**Update: November 11, 2021** On November 8, 2021, Aegis Capital Corp agreed to pay nearly $2.7 million in sanctions for supervisory failures related to excessive and unsuitable trading by its brokers from July 2014 through December 2018. Click on the following link to read more: Aegis Capital Corp. Ordered to Pay Nearly $2.7 Million for Supervisory Failures Related to Rampant Excessive and Unsuitable Trading
Customers of Aegis Capital, including customers that have been notified that they may be receiving restitution, should consult with a securities arbitration law firm. If you or a loved one were a customer of Aegis Capital, contact New York securities arbitration law firm Iorio Altamirano LLP for a free and confidential consultation and review of your legal rights.
Original Post:
Another Aegis Capital Corp. Broker (Douglas Szempruch) Suspended for Excessive Trading and Unauthorized Trading
The Financial Industry Regulatory Authority (“FINRA”) has suspended former Aegis Capital Corp. financial advisor Douglas Szempruch from the securities industry for 12 months. Mr. Szempruch consented to the suspension after FINRA alleged that between August 2014 and June 2017, while associated with Aegis Capital Corp., he (1) recommended and executed excessive and unsuitable trades in six customer accounts; (2) exercised discretionary authority without prior written authorization to effect trade in seven accounts; and (3) sent email communications containing misleading statements about an investment opportunity from his firm-approved email account. FINRA also ordered Mr. Szempruch to pay nearly $100,00 in restitution to customers. However, it is unclear whether Mr. Szempruch will be able to satisfy the restitution order.

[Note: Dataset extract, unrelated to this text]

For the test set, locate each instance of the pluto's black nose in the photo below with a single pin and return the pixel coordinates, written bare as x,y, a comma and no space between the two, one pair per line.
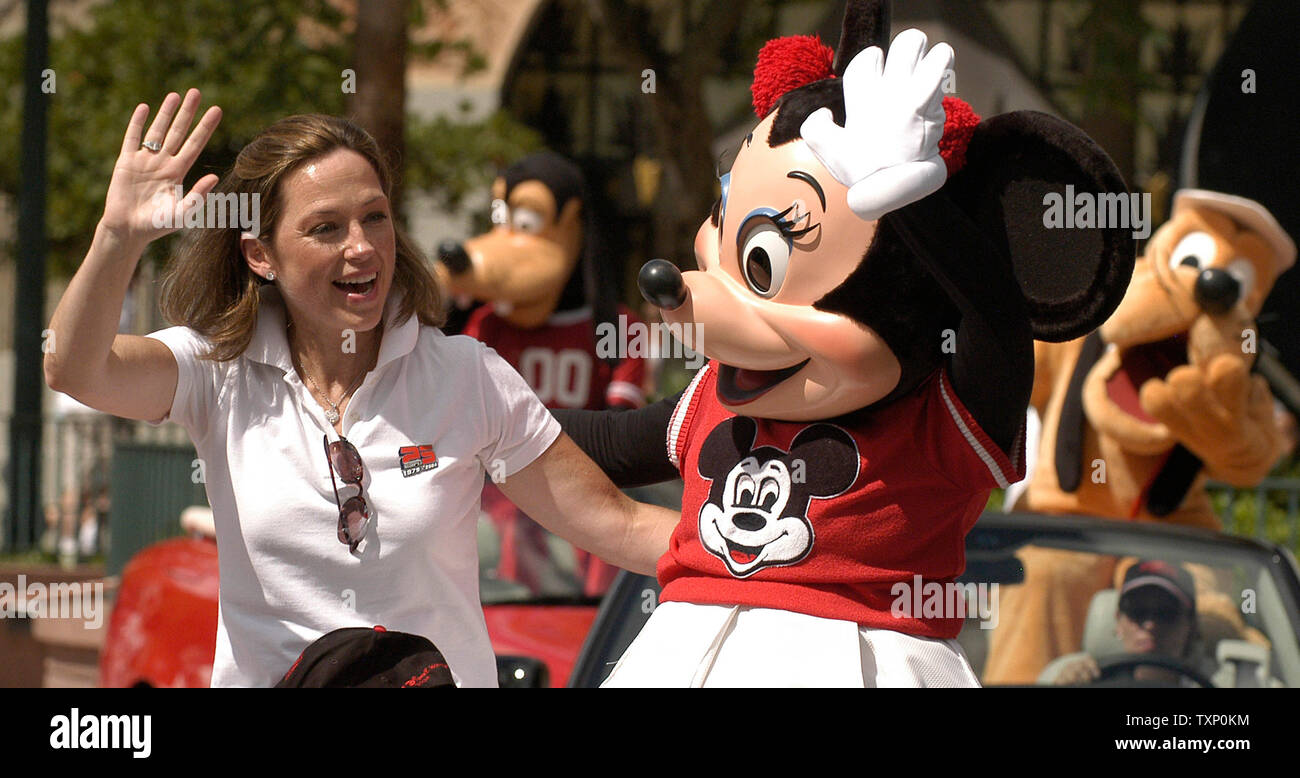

Mr. Szempruch, who was associated with Aegis Capital Corp. (“Aegis Capital”) from June 2011 to June 2021, is the sixth Aegis broker, or former broker, to be disciplined by FINRA this year. Separately, in March 2021, the firm itself was sanctioned by FINRA and ordered to pay restitution to customers.

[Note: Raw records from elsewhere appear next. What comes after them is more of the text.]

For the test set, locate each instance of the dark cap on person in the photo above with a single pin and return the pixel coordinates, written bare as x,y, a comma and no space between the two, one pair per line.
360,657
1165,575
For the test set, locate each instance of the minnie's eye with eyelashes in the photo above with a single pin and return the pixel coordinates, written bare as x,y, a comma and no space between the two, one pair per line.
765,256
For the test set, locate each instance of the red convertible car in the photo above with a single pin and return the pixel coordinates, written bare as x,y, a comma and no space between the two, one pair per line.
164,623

Customers of Mr. Szempruch or Aegis Capital, including customers that have been notified that they may be receiving restitution, should consult with a securities arbitration law firm. If you or a loved one were a customer of Douglas Szempruch or Aegis Capital, contact New York securities arbitration law firm Iorio Altamirano LLP for a free and confidential consultation and review of your legal rights.

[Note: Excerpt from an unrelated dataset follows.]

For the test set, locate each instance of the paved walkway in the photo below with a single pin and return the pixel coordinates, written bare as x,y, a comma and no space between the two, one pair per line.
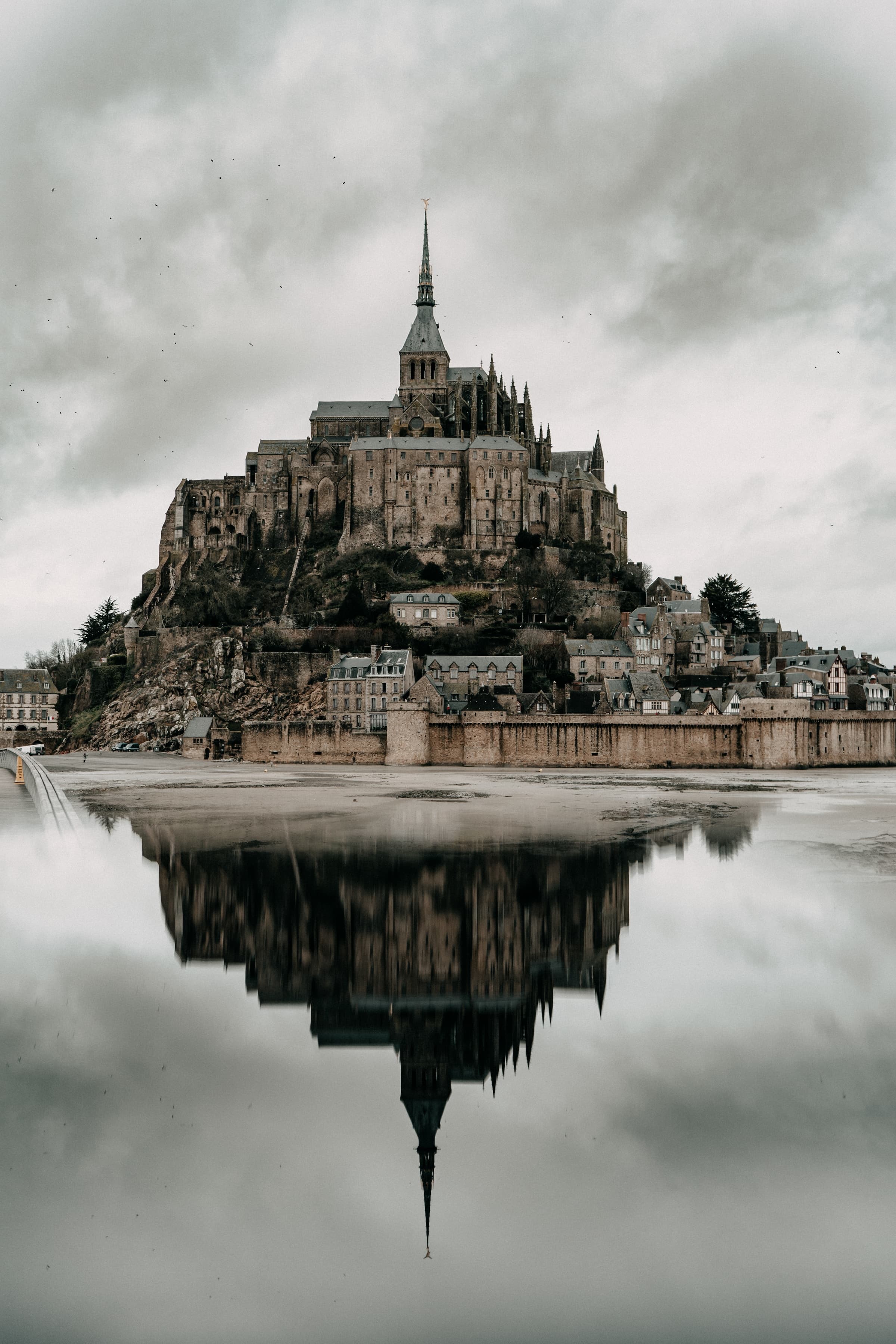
16,808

Iorio Altamirano LLP represents investors that have disputes with their financial advisors or brokerage firms, such as Aegis Capital Corp.
FINRA Letter of Acceptance, Waiver, and Consent No. 2017054317401
FINRA and Mr. Szempruch entered into a Letter of Acceptance, Waiver, and Consent No. 2017054317401 on July 9, 2021, after FINRA alleged that between August 2014 and June 2017, while associated with Aegis Capital Corp., he (1) recommended and executed excessive and unsuitable trades in six customer accounts; (2) exercised discretionary authority without prior written authorization to effect trade in seven accounts; and (3) sent email communications containing misleading statements about an investment opportunity from his firm-approved email account.
Specifically, with regard to excessive trading, FINRA alleged the following:
- Between August 2014 and September 2016, Mr. Szempruch engaged in quantitatively unsuitable trading in six customer accounts.
- Each customer had an investment objective of growth (five customers) or balanced growth (one customer) and a risk tolerance of moderate.
- Szempruch recommended the trading in the six customers’ accounts, and the customers routinely followed his recommendations.
- Additionally, Mr. Szempruch exercised discretion when executing trades in the six customers’ accounts. As a result, Mr. Szempruch exercised de facto control over the customers’ accounts.
- Szempruch’s trading in the six customers’ accounts was excessive and unsuitable given the customers’ investment profiles.
Accordingly, Mr. Szempruch violated FINRA Rules 2111 and 2010.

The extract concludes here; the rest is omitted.